Mi abuela estaba dormitando en la cama. El radio, fiel compañía desde siempre, está encendido en una estación mal sintonizada. El ruido blanco y las voces se entremezclan para producir una música estridente. Le bajo un poco, justo lo necesario para no convertirlo en silencio. Tiene sus piernas vendadas y apenas me siente se despierta. Ha llorado. Todo lo que sucede allá afuera, todo lo que he venido pensando, ideando, se derrumba ante su mirada triste. No soporto verla así.

Me pregunta sobre mi vida y escuetamente le respondo algo. Ya sé que se alarma de más. Me dice que está preocupada por una prima que está embarazada, que le preocupa una vecina de su misma edad que no tiene más familiares. “Cuida a unos periquitos australianos. Pobre, imagínate que se muriera, ahí, sola. ¿Cuánto tardarían en encontrar su cadáver?”

Trato de decirle que eso no pasará, que debe de tener algún hijo o nieto. Luego me dice de los ejecutados en el norte, de los políticos corruptos, “Se viene a enriquecer de nuestro México”, de un señor que atropellaron en la mañana mientras transportaba a sus esposa en bicicleta. Sé que todo eso lo escucha con Martínez Serrano, que es adicta a su programa. Lo malo es que lo pasan de lunes a domingo y desde muy temprano. Su vida se ha reducido a escucharlo y comentar lo que dicen ahí. A mí me deprime. Es el programa más melancólico y deprimente que he conocido.

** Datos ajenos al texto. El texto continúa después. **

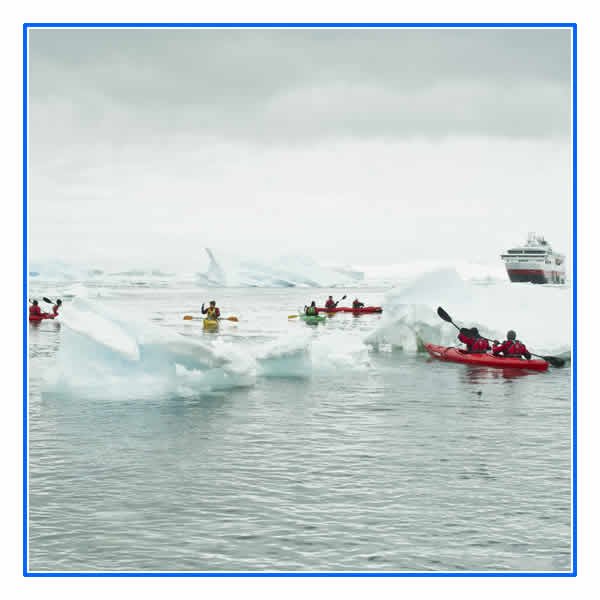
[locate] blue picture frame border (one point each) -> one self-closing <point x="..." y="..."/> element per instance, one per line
<point x="296" y="25"/>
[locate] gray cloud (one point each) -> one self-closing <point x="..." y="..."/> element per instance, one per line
<point x="302" y="85"/>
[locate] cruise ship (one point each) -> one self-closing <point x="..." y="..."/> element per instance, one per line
<point x="535" y="261"/>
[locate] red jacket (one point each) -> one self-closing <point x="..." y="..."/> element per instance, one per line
<point x="474" y="344"/>
<point x="512" y="348"/>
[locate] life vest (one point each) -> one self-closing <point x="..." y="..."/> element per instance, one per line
<point x="480" y="345"/>
<point x="515" y="348"/>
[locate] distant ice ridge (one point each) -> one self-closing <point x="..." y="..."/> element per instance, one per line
<point x="402" y="273"/>
<point x="541" y="315"/>
<point x="289" y="271"/>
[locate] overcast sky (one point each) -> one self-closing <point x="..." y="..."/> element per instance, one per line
<point x="351" y="146"/>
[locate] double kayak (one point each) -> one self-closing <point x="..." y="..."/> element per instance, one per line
<point x="210" y="324"/>
<point x="365" y="310"/>
<point x="42" y="317"/>
<point x="452" y="354"/>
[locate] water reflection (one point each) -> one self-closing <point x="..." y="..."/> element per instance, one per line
<point x="477" y="374"/>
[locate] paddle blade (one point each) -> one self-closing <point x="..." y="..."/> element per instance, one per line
<point x="555" y="361"/>
<point x="444" y="315"/>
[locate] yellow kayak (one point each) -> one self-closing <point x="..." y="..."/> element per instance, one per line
<point x="211" y="324"/>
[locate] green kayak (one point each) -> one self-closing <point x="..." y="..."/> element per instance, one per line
<point x="313" y="319"/>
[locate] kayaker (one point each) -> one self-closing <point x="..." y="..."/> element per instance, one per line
<point x="311" y="311"/>
<point x="35" y="310"/>
<point x="212" y="312"/>
<point x="511" y="346"/>
<point x="331" y="303"/>
<point x="474" y="342"/>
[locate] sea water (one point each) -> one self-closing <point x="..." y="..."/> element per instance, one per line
<point x="273" y="445"/>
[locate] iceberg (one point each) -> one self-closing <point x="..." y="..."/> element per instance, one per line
<point x="541" y="315"/>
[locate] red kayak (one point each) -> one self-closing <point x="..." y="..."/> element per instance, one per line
<point x="357" y="311"/>
<point x="485" y="360"/>
<point x="41" y="317"/>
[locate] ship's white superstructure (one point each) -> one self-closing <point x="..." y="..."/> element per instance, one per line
<point x="535" y="261"/>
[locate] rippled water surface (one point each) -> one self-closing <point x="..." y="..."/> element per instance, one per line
<point x="395" y="464"/>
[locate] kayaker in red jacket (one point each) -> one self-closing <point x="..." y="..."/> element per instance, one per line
<point x="35" y="310"/>
<point x="474" y="342"/>
<point x="212" y="312"/>
<point x="331" y="303"/>
<point x="511" y="346"/>
<point x="311" y="311"/>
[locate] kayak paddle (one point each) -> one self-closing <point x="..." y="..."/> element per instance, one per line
<point x="555" y="361"/>
<point x="342" y="298"/>
<point x="190" y="318"/>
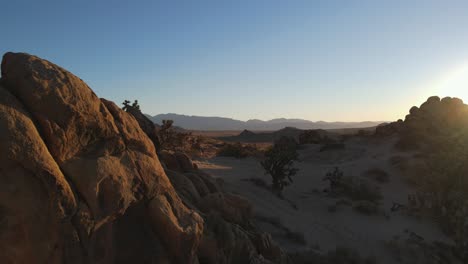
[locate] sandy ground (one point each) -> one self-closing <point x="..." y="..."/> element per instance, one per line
<point x="323" y="229"/>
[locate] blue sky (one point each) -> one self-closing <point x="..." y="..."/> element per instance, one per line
<point x="318" y="60"/>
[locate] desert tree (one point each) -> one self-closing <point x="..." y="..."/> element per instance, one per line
<point x="279" y="162"/>
<point x="127" y="106"/>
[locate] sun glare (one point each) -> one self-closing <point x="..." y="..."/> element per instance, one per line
<point x="454" y="84"/>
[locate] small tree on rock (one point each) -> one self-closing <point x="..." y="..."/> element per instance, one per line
<point x="279" y="161"/>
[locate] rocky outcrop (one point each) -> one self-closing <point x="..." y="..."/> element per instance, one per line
<point x="78" y="164"/>
<point x="81" y="182"/>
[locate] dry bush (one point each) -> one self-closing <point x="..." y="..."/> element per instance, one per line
<point x="279" y="161"/>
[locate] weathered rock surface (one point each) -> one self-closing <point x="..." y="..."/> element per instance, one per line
<point x="80" y="182"/>
<point x="435" y="121"/>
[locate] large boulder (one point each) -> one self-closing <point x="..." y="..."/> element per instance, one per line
<point x="59" y="136"/>
<point x="36" y="201"/>
<point x="80" y="182"/>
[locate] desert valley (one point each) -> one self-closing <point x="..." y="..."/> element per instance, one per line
<point x="87" y="181"/>
<point x="234" y="132"/>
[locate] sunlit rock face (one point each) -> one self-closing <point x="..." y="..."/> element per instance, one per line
<point x="72" y="167"/>
<point x="80" y="182"/>
<point x="434" y="122"/>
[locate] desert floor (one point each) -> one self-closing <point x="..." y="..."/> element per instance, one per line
<point x="306" y="208"/>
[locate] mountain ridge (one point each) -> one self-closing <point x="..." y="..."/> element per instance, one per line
<point x="194" y="122"/>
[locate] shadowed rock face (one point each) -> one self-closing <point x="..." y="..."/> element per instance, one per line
<point x="80" y="182"/>
<point x="434" y="120"/>
<point x="72" y="166"/>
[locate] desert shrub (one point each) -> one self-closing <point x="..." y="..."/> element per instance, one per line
<point x="279" y="161"/>
<point x="351" y="187"/>
<point x="378" y="175"/>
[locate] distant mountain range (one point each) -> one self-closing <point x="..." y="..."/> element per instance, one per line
<point x="222" y="123"/>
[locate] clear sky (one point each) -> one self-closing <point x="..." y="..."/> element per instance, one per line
<point x="318" y="60"/>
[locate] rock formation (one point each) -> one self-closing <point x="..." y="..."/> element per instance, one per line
<point x="433" y="123"/>
<point x="80" y="182"/>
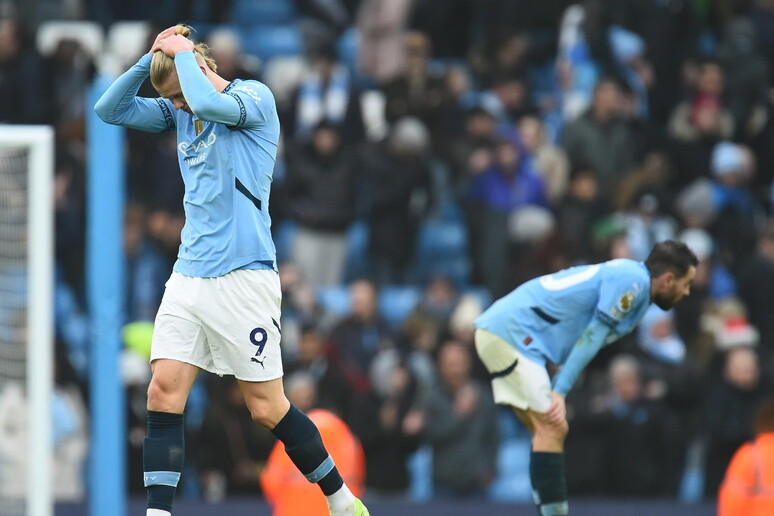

Le hago una broma y le pido, por enésima vez que no escuche a “Serrano”. El viento chilla afuera, hace frío y me pregunta por Tlaxcala. “¿Cómo está el clima allá, hijo?” Le digo que más helado y nublado que acá. “Son flagelos hijo, flagelos, avisos del fin del mundo.” Me siento junto a ella, le acaricio el cabelló y trato de no llorar.